Because some compounds have isomers, the first-order mass spectra could not firmly identify them, and each substance could be shattered in the mass spectrometer. These fragments could be detected by mass spectrometry to generate second-order mass spectra, which could be matched and scored with the second-order mass spectra of the standard substance in the in-house database. Finally, the second-order identification results of the metabolites were obtained. All metabolites, as well as comparative analysis and KEGG annotations of Vv-Sc, Vv-Vs, and Sc-Vs, are listed in Table S8-11. To screen for differential metabolites, univariate analysis of variance multiple (fold-change) and t tests were used to obtain a q-value by BH correction, combined with the multivariate statistical analysis of the VIP value of PLS-DA. Different ions simultaneously satisfied the following criteria: ratio > 2 or ratio < 1/2; q-value < 0.05; VIP > 1. The heatmap of different metabolites is shown in Fig. 5B.
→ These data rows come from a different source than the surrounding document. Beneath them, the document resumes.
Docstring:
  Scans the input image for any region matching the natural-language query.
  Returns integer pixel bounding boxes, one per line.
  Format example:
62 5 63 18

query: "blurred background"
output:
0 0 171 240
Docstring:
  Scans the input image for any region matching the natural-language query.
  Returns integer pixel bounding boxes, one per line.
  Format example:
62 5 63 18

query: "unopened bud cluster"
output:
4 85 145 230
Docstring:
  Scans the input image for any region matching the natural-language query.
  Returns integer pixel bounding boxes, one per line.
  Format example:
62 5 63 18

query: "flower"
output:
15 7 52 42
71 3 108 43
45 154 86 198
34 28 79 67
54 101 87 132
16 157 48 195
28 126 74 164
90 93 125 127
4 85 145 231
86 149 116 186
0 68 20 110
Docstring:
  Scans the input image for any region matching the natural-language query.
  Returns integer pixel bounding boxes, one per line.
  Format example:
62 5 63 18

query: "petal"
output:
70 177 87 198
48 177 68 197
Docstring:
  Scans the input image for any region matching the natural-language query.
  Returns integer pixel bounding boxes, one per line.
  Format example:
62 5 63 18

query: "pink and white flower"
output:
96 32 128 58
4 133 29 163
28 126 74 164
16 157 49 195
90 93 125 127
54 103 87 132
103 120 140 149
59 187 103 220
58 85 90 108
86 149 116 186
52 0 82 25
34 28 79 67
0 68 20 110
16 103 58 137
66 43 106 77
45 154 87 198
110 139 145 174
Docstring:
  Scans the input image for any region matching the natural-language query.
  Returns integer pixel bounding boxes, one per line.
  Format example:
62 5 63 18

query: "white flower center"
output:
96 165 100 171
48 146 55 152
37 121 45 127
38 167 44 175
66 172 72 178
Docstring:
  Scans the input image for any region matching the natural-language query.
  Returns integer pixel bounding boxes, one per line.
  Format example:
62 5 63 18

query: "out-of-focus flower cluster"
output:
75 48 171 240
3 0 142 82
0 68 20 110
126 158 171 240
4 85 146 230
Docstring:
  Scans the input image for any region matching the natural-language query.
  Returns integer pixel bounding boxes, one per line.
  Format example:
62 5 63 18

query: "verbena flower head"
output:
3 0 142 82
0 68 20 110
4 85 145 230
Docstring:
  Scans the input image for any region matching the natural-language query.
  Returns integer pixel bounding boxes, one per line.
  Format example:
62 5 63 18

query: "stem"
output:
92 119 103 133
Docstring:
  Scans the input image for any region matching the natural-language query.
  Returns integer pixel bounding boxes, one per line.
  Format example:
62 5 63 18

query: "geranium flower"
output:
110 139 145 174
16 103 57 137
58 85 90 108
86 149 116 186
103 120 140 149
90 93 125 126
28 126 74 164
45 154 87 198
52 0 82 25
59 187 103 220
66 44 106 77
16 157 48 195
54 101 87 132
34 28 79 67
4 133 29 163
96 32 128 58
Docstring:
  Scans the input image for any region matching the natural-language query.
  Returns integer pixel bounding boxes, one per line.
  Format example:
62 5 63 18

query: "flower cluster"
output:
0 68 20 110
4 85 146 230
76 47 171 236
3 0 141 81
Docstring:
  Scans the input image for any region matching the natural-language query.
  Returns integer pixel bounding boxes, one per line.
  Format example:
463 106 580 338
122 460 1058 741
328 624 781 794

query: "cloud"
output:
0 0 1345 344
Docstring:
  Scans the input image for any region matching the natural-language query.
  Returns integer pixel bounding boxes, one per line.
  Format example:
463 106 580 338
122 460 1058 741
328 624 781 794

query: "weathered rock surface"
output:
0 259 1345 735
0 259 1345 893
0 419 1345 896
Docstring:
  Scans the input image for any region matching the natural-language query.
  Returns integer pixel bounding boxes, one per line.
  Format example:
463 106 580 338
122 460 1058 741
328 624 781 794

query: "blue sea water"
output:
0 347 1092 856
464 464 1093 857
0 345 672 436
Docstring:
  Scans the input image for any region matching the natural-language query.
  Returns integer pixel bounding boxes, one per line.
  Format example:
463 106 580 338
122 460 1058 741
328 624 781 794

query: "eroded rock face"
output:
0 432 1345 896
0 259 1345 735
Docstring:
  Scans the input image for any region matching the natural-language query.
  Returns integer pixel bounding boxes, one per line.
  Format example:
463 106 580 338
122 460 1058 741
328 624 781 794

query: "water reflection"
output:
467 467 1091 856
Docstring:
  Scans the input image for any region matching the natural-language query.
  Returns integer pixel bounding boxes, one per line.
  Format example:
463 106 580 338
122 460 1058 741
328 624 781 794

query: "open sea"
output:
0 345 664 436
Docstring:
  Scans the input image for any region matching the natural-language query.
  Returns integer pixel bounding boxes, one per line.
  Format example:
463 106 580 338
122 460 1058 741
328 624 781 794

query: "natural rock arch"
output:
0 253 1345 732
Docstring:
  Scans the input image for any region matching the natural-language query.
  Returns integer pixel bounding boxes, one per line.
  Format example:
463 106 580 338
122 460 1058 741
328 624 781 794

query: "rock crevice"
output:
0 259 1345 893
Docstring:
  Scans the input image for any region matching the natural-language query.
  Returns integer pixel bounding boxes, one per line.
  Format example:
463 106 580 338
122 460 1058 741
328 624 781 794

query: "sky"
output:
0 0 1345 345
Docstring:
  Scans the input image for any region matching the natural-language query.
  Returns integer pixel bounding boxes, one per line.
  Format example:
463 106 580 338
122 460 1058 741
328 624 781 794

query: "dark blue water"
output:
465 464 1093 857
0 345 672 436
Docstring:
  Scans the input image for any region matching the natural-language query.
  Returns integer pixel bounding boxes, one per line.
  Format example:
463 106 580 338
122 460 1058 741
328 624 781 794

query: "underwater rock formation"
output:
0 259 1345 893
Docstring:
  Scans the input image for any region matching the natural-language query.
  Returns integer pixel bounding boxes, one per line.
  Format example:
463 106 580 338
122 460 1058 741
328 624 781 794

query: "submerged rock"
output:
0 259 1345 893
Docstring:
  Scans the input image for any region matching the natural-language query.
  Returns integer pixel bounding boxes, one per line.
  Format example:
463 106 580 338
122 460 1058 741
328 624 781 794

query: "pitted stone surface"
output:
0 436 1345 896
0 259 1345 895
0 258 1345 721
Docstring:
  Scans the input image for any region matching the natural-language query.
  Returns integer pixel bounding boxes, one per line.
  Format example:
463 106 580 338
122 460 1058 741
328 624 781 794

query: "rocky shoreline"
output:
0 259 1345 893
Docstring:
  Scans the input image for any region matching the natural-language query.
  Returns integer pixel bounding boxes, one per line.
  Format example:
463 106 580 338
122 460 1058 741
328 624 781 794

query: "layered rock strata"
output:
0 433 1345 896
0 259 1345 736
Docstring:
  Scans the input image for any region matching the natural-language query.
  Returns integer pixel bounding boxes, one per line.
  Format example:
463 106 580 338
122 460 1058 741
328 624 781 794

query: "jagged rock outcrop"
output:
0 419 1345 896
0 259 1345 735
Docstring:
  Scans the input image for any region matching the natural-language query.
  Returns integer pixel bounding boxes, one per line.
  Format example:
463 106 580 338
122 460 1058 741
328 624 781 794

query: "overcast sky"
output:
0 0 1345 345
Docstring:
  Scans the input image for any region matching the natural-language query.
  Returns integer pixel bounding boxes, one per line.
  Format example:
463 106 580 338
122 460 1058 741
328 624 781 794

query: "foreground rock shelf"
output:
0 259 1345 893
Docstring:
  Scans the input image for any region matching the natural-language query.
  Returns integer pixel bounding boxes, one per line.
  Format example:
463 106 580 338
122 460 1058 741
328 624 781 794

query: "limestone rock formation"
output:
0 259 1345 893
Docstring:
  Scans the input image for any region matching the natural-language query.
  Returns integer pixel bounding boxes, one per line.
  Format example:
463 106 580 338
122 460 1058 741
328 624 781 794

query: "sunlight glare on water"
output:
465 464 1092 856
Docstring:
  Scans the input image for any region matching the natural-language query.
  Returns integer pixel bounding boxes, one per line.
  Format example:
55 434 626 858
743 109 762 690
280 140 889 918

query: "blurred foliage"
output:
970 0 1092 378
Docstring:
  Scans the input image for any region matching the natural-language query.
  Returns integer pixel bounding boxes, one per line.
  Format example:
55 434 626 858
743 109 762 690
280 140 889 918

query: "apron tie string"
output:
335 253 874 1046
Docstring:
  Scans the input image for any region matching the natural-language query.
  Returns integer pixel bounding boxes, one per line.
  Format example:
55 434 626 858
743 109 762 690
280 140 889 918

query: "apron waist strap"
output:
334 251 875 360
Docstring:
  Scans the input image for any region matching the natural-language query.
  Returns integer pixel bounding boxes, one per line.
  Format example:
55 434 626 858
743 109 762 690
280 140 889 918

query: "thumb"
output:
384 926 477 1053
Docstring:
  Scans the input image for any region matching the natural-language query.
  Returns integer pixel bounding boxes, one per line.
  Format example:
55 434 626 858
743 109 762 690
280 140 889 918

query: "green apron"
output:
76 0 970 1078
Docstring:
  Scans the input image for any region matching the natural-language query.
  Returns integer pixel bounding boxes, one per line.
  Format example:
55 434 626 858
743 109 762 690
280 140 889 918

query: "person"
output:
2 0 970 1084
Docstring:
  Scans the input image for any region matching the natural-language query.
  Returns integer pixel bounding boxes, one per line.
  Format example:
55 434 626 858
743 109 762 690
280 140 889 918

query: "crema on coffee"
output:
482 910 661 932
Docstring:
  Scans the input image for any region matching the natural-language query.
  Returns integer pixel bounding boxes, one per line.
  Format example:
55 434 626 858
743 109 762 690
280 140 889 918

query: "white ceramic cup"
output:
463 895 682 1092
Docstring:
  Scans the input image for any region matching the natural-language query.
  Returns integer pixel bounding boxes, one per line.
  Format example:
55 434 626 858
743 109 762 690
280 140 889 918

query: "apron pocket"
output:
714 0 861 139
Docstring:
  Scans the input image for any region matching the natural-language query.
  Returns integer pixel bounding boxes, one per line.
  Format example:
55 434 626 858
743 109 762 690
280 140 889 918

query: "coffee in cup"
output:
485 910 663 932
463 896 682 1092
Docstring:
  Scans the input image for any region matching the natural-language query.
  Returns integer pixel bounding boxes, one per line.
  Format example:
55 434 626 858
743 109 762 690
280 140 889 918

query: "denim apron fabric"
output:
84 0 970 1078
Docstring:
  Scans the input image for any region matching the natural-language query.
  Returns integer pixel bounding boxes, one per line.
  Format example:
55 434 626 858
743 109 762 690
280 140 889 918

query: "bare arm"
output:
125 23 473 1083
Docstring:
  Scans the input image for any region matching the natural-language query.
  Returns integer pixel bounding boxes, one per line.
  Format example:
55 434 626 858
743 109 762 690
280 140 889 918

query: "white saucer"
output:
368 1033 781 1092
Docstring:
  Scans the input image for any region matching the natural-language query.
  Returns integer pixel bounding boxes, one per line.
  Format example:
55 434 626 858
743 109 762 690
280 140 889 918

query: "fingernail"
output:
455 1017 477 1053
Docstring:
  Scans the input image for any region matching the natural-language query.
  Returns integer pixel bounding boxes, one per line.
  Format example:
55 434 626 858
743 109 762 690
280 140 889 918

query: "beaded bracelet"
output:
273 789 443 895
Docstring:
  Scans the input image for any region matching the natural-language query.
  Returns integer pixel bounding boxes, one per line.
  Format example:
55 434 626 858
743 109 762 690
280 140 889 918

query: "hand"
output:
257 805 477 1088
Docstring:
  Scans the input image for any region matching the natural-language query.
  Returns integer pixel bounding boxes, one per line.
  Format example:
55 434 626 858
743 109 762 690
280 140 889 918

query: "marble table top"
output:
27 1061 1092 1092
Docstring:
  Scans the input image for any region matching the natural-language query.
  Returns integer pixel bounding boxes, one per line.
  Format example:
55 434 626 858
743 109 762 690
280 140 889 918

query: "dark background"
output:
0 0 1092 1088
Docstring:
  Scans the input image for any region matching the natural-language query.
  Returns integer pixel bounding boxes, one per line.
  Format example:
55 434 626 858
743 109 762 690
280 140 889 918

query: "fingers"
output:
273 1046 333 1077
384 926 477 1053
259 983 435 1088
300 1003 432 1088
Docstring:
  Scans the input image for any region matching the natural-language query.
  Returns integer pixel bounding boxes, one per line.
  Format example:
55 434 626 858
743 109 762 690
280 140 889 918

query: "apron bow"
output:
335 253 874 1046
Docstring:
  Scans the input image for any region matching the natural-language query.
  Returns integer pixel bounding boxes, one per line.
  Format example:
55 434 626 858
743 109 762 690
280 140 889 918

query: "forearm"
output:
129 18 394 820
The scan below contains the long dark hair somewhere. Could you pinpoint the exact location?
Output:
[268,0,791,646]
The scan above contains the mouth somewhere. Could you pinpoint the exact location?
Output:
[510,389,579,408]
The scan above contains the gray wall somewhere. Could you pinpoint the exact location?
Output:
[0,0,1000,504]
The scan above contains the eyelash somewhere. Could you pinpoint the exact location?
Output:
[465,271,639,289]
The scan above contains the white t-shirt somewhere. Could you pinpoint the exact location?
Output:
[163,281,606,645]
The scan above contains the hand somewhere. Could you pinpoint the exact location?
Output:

Through metabolomic analysis, we found that one term (Table S10, M553T311) for the enrichment of gomisin was up-regulated in Vs hybrids. This component is a main medicinal ingredient in S. chinensis and have not been found in any DEGs associated with these two substances; thus, the difference in this content may be caused by direct product transport. There were seven terms related to flavonoid metabolism with significant differences in Vv plants compared to Vs hybrids in the positive mass, and three in the negative mass, which were related to fruit colour. As described above, there were also significant differences in fruits colour in Vs hybrids and Vv plants. For all significantly different metabolites, the screening software MBRole (http://csbg.cnb.csic.es/mbrole/) was used for function enrichment analysis, and the positive mass spectrometry results of Vv-Sc, Vv-Vs, and Sc-Vs are listed in Tables S8-11. These results demonstrate that differences between Vv plants and Vs hybrids were minimal at approximately 30 items, with the three most frequent categories being purine metabolism, arginine and proline metabolism, and ABC transporters. The Sc-Vs and Sc-Vv, respectively, had 68 and 65 different entries. Among the 30 significant categories in Vv-Vs, 27 had marked differences in Sc-Vv and 25 had equal or greater KEGG compounds in Sc-Vv.